The majority of MSN degree programs also dictate that applicants should be a Registered Nurse prior to gaining admission, the position of a RN requires the completion of a national licensure exam. There are a select few schools who overlook the need for a RN license, but these programs are likely to have other entry requirements. Students can be asked to submit GRE test scores, and present letters of recommendation and a personal statement.

 

MSN Education Training

Students who enroll can choose to study courses relating to administration, education, informatics, adult health, family care, pediatrics, or midwifery. Those individuals who do not have a baccalaureate can take a pre-masters course in subjects such as nutrition, biology, or anatomy to increase their chance of being accepted.

Regardless of a chosen concentration area, most students enrolled for this degree would be expected to begin their studies with a number of core nursing courses. These non-elective modules would cover foundation topics such as nursing theory, current healthcare issues, research, advanced practice, and clinical healthcare. There would also be a need to commit to a number of credit hours that involve actual clinical practice.

An MSN masters degree can take up to three years to complete. Alongside the non-elective subjects, students can focus their efforts on developing knowledge relating to their own field of interest. Elective courses may include ethical and legal issues in healthcare, community based care, clinical pharmacology, human pathophysiology, symptom management, epidemiology, disease control, patient stress management, drug therapy, and physical assessment. The scheduling of classes is usually flexible in nature so that students can continue to work at the same time as studying.

MSN Careers

Upon completion of an MSN degree, graduates would be expected to be a leader and expert in a nursing related field. Being able to provide an advanced level of care to patients, and also act as a guide to other nurses would be possible. Skills can be developed relating to critical thinking, problem solving, assessment, communication methodology, intervention, teaching, and leadership.

Estimated Income and Projected Job Outlook

The career that can be pursued upon graduation would primarily depend upon what specialization was followed during the term of the degree.
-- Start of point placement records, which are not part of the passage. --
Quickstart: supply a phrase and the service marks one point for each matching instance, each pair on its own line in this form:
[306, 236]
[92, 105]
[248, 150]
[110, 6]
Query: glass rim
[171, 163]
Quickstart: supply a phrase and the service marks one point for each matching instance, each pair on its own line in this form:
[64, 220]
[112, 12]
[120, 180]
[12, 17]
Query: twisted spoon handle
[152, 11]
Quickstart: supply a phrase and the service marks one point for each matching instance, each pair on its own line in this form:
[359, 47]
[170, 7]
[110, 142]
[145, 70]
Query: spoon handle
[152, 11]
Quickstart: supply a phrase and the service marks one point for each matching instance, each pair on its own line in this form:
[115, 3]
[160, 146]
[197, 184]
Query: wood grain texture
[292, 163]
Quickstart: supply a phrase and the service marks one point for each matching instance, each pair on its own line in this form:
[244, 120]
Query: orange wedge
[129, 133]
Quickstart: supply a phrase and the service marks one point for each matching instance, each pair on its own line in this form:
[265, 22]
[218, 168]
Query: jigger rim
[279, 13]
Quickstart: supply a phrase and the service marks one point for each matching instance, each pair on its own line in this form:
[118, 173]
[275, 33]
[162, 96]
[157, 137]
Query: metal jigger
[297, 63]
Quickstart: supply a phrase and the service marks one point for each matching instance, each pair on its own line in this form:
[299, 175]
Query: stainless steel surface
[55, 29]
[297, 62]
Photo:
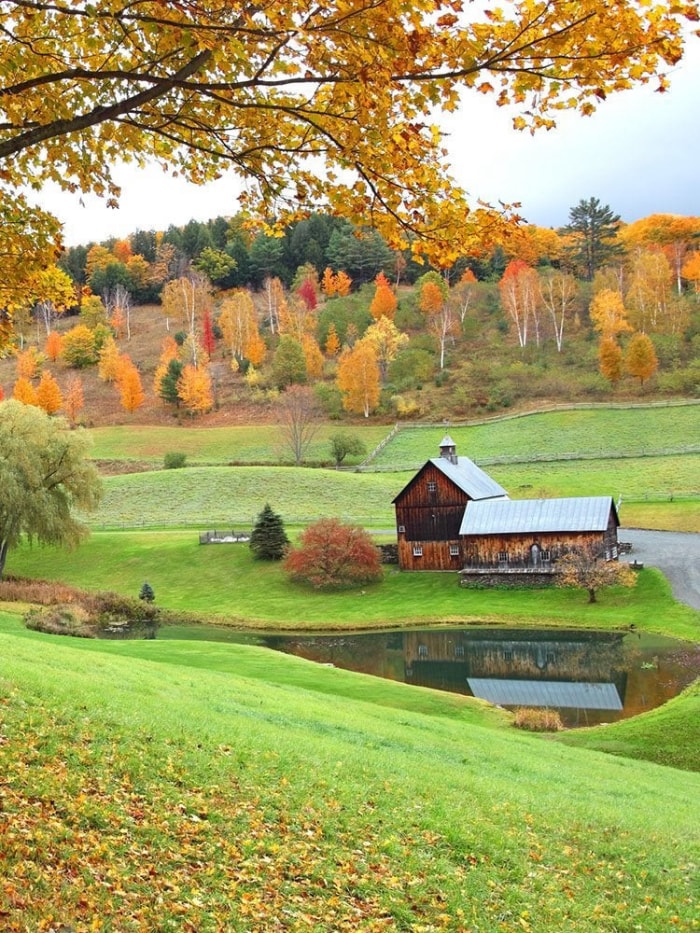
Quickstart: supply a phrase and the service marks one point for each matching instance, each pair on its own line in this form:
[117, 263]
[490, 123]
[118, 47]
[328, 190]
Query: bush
[332, 555]
[537, 720]
[174, 460]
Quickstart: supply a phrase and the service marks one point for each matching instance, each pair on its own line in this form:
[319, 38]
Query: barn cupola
[448, 449]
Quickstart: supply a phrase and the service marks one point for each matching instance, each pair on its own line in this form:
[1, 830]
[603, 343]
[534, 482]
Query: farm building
[453, 516]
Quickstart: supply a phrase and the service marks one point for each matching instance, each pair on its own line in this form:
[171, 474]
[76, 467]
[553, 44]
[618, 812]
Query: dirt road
[676, 554]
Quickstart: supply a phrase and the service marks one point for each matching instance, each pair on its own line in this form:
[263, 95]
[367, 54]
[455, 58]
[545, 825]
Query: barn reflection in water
[588, 676]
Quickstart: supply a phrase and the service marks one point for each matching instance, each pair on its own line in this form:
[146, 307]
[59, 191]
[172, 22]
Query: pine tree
[594, 228]
[268, 540]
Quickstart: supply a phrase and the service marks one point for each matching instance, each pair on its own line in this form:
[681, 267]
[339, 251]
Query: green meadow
[194, 786]
[198, 786]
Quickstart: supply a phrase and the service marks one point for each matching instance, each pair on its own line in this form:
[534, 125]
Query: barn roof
[508, 516]
[546, 693]
[466, 475]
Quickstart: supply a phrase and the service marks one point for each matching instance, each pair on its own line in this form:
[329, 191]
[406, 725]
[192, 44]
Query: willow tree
[331, 104]
[45, 476]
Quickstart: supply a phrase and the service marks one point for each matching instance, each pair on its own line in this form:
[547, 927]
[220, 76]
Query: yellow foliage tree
[274, 89]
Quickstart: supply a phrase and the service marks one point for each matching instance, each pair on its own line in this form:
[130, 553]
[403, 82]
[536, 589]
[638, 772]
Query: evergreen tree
[268, 540]
[594, 229]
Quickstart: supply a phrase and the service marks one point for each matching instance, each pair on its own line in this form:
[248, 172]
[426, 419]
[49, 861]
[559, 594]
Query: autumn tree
[387, 341]
[358, 378]
[273, 91]
[519, 296]
[610, 359]
[195, 390]
[588, 569]
[53, 346]
[558, 293]
[608, 314]
[23, 391]
[298, 419]
[384, 302]
[46, 478]
[640, 358]
[129, 385]
[268, 539]
[48, 394]
[333, 555]
[73, 398]
[593, 228]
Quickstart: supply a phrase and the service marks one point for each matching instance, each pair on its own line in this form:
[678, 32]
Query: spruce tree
[593, 227]
[268, 540]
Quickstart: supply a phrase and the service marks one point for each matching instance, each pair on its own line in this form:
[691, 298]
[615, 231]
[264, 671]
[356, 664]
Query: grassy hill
[180, 786]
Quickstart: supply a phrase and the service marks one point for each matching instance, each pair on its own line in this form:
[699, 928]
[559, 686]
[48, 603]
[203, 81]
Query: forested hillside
[214, 322]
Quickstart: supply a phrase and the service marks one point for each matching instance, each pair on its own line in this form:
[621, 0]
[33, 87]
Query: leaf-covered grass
[595, 432]
[224, 581]
[157, 793]
[258, 443]
[668, 735]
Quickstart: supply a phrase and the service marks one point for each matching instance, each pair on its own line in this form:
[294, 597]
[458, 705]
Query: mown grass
[157, 792]
[595, 432]
[224, 581]
[260, 443]
[668, 735]
[221, 496]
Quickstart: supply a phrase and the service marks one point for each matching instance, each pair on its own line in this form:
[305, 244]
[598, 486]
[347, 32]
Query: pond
[590, 677]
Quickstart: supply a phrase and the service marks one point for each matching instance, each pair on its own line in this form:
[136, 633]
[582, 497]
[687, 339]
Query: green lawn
[224, 581]
[179, 786]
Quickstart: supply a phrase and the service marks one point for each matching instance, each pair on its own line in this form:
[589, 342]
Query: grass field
[183, 786]
[224, 581]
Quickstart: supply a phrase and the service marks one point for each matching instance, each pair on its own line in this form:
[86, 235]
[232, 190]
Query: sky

The US Department of Labor has released data that shows that in 2010, the median income of nurse practitioners stood at $81,000, nurse anesthetists earned $135,000, nurse midwifes $82,000, and nursing administrators $73,000. The figures do vary dependent upon whether employed in a public or private healthcare organization.

The median annual wage of registered nurses was $64,690 in 2010 as reported by the Bureau of Labor Statistics (BLS). The lowest 10% earned less than $44,190 and the top 10% earned more than $95,130. In addition: Health Diagnosing and Treating Practitioners averaged $71,490. Earnings were as follows:

  • General medical and surgical hospitals; private – $66,650
  • Offices of physicians – $62,880
  • General medical and surgical hospitals; local – $62,690
  • Home health care services – $60,690
  • Nursing care facilities – $58,180

The employment of registered nurses is expected to grow 26% from 2010 to 2020. The highest number of opportunities will be available to those professionals who have specialist knowledge such as CRNA specializations in the MSN degree.